NOTE: Stabilization of the animal between two lavages in the case of hemodynamic decompensation serves to avoid the use of vasopressors to treat systemic hypotension, and to further avoid recruitment maneuvers to encounter hypoxemia. The animals are ventilated with a FIO2 of 1.0 during the lavages and the following experiments to maintain oxygenation despite reduced PaO2/FIO2 ratios. Setting the PEEP at 2-4 cm H2O during the lavages will promote rapid formation of atelectasis. But, PEEP has to be set at or above 5 cm H2O after the induction of lung injury to fulfill the Berlin definition of ARDS. During the experiment no recruitment maneuver or change in PEEP is allowed, to prevent any investigator-induced bias with regards to the severity of lung injury.
- Take an arterial blood gas sample after the second or third lavage depending on the hemodynamic deterioration and compromise in SpO2.
- Repeat lavages until the PaO2/FIO2 ratio (Horowitz index) is persistently measured below 100 mmHg for at least 60 min at FIO2 1.0 and PEEP ≥ 5 cmH2O.
- Adjust the ventilator rate during the period of lavages to keep the arterial pH above 7.25 in order to prevent hemodynamic decompensation.

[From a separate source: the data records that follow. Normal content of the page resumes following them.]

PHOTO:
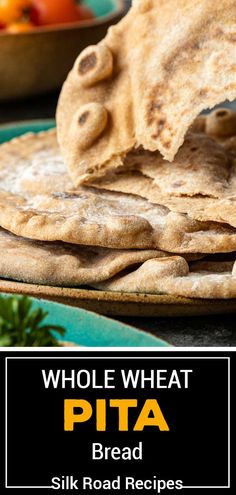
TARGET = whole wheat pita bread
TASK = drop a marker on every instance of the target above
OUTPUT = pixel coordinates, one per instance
(206, 280)
(200, 182)
(37, 201)
(62, 264)
(146, 82)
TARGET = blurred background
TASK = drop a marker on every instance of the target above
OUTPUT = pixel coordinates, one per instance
(39, 41)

- Start the experiment/treatment based on the surfactant washout model once the PaO2/FIO2 ratio (Horowitz index) is persistently measured below 100 mmHg for 60 min.

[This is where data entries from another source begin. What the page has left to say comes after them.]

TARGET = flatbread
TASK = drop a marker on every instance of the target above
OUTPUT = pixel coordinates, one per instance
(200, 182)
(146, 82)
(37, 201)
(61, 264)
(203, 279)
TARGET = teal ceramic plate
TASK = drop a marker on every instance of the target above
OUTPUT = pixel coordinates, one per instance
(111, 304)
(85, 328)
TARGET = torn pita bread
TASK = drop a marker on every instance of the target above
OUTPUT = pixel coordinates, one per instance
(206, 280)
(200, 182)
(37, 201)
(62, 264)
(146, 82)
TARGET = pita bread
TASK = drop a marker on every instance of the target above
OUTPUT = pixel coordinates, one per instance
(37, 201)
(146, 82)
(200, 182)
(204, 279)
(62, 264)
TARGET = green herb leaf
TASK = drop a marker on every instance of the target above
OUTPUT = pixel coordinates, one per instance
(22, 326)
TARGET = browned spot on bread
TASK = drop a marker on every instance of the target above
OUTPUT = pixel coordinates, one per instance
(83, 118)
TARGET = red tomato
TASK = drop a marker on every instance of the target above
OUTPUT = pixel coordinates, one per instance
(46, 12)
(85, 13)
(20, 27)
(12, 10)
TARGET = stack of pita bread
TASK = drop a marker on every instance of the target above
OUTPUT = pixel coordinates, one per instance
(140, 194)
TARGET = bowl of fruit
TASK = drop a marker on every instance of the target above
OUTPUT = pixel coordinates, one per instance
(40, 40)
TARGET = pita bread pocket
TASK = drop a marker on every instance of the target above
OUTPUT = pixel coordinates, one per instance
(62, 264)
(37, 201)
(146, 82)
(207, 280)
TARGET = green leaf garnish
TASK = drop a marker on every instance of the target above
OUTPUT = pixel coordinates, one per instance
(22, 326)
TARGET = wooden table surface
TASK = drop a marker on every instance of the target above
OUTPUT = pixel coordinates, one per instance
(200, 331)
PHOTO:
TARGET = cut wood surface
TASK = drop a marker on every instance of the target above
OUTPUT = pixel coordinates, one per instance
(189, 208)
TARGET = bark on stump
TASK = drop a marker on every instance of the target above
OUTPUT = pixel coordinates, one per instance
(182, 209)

NOTE: After the induction of the lung injury as described, the changes in lung function will remain stable for hours, deteriorate, or even improve depending on the ventilator settings.
NOTE: This animal model is based on surfactant washout and consequent formation of atelectasis. Hence, any deviation from the specified ventilator settings, which may lead to recruitment of atelectatic lung regions (increase in PIP or PEEP), will partially reverse the deleterious effect of the lavages and hinder standardization of this model.
7. End of Experiment and Euthanasia
- Ensure that all measurements are performed and data is secured before the end of the experiment.
- Inject 0.5 mg of fentanyl additionally to the continuous anesthesia and wait at least 5 min. Inject an overdose of thiopental (at least 1,000 mg) quickly followed by at least 60 mmol of potassium using the central line.